If the write is not in progress and the share bit for another controller is 1, the number of the other controller is stored in the response message, and the response message is transmitted to the other controller as requested. Control method of the control system.

Retrieving lock information for the data if there is a write request for data managed by the host;

If the lock information does not exist, allocating new lock information, setting a write flag to 1, and storing write data from the host in a write cache;

If the corresponding lock information exists, first checking the write flag, and if the write flag is 1, waiting until the write is completed;

If the write flag is 0 and the share bits are all 0, overwriting write data from the host with the write flag changed to 1;

If all share bits are non-zero, requesting deletion of the corresponding data in the read cache from the controllers corresponding to 1, and if the share bits are deleted, storing write data from the host in the write cache; And

Changing the write flag of the lock information to 0 when storing of the write data is completed through each of the steps; and controlling the distributed data sharing RAID control system through the multiple RAID controllers.

Allocating a temporary buffer to store data from the host when there is a write request for data managed by another controller from the host;

Identifying a lock server controller for the data and transmitting a data write request message to the lock server controller and waiting for a response; And

If a response is received from the lock server controller, canceling the temporary buffer allocation and transmitting a write completion response to a host; controlling a distributed data sharing RAID control system through a multiple RAID controller .

Retrieving the lock information corresponding to the write request message when receiving a write request message for data managed by the other RAID controller;

If the corresponding lock information does not exist, allocating new lock information to store data related information, setting the write flag to 1, and taking write data from the buffer address of the other controller and storing the write data in a buffer of the write cache;

If the corresponding lock information exists, first checking the write flag, and if the write flag is 1, waiting until the current write is completed;

If the write flag is 0 and the share bit is also all 0, setting the write flag to 1 and overwriting new data with the existing data stored in the write cache;

If all share bits are non-zero, send a delete request message for the data to controllers corresponding to 1, and if the delete is completed, set the write flag to 1 and store write data from another controller in the write cache. ; And

And changing the write flag back to 0 when data writing is completed through each of the above steps.

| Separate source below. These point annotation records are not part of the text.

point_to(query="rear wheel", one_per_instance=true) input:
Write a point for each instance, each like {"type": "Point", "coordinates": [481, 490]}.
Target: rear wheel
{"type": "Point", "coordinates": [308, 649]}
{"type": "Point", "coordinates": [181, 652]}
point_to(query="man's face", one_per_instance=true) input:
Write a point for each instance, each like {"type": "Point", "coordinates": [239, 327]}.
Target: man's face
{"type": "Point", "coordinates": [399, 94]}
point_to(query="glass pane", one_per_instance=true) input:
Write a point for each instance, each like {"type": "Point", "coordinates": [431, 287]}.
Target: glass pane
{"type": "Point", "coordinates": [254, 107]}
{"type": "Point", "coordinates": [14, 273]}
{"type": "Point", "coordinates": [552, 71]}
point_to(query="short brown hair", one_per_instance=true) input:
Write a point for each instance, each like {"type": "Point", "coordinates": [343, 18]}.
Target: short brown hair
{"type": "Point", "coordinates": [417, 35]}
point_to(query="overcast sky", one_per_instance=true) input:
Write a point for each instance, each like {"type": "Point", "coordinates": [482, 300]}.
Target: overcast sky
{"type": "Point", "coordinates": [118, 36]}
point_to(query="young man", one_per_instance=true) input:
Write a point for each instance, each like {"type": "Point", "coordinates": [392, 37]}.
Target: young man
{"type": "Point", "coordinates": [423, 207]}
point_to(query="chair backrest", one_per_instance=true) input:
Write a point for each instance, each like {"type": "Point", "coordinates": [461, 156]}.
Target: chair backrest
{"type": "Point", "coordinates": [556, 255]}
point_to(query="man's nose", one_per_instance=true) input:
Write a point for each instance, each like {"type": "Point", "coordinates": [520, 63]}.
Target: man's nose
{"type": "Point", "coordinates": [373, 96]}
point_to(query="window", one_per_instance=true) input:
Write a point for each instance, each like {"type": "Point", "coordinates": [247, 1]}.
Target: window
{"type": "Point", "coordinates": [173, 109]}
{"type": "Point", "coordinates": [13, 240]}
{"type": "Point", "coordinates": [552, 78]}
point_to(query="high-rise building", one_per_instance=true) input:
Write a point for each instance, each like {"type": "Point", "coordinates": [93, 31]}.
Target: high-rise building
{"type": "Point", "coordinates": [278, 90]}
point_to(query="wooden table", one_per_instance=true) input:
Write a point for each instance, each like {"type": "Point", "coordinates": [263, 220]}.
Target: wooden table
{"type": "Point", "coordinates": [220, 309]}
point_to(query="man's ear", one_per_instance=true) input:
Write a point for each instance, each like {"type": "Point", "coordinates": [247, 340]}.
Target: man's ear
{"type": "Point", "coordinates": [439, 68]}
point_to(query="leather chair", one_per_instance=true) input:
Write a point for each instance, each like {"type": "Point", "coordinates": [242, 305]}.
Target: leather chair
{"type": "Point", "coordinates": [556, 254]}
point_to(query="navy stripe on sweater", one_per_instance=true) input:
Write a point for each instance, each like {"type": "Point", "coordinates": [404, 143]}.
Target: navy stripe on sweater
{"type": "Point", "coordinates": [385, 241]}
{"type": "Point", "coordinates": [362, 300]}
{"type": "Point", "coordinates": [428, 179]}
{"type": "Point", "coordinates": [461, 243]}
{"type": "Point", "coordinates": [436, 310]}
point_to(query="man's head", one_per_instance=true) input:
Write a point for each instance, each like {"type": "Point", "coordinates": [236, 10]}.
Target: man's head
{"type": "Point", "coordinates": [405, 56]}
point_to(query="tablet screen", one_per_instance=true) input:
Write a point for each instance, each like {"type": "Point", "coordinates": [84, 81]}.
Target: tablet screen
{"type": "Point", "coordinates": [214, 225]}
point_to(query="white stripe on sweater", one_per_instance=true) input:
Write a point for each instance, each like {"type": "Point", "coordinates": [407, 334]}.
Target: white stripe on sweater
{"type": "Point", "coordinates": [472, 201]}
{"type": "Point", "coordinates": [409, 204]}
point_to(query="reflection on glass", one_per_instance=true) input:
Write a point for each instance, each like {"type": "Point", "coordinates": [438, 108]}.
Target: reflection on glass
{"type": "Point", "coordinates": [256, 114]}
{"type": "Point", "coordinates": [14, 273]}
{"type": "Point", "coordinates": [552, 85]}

In destaging the write cache, checking the write cache to determine whether the dirty block is above a certain level;

retrieving lock information corresponding to existing data and setting the share bit for itself of the lock information to 1 when the dirty block is above a certain level;

Allocating a cache buffer usable for the read cache;

Finding and changing the lock information if valid data is stored in the allocated read cache buffer; And

Exchanging the cache buffer of the allocated read cache tag with the write cache buffer destaged, and storing dirty data to a disk; controlling data sharing shared RAID control system through multiple RAID controllers Way.